Landship Foods is inspired by the conviction that growing and eating healthy food is one of the most important things we can do for both ourselves and the broader communities of which we are a part. The name comes from the language of pre-industrial Europe. Before the enclosure movement and the associated rise in notions of private property swept England, the suffix “-ship” (as in "relationship," or "friendship") referred to an object or an abstraction with collective duties and mutual rights. Thus, the term “landship” suggests that land was an entity through which humans were joined to each other by a set of rights and responsibilities. I advocate for a revival of this awareness.
Tuesday, April 20, 2010
If there is anyone out there frustrated with the lack of posts recently (and I'm not sure there is), I can only say, "I have been busy". Kind of lame, I know, but true. We are still in a gradual planting phase, but have had plants in for long enough now that weeds are starting to become an issue. So, as we continue to sow seeds, we must also keep on top of the weeds (and the water, and the pests, and the growth patterns; we do general assessments daily now). We are using new tools now and watering frequently. We should probably start harvesting kale, chard, and collards Friday morn.
Tuesday, April 6, 2010
Friday, April 2, 2010
I ate the first asparagus of the year last night and the first panfish two nights ago. We continue to plant away as the mercury soars past the 80 degree mark on the first few days of April.

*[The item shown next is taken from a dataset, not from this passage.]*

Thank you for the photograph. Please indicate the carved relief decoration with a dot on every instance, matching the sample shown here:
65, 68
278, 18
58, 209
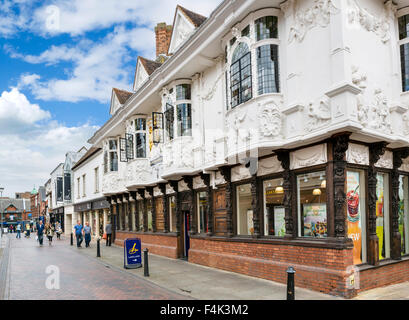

Right now, it seems we might skip over spring and skid directly into summer, like some kind of nightmarish ride on a sweat-soaked slip n' slide. I believe some of my friends and neighbors will be rudely awakened with more cold weather, though. I actually bet my friends over at Local Okra a pint of Terrapin that it will get below freezing again sometime in early April. I feel it in my nearly 30 year-old bones! (Actually, I just wanted to use that expression; I still feel quite spritely at 29)
After today's work, I broke ground in the hoophouse, making room for the plantings to come (after we get the plastic on, of course).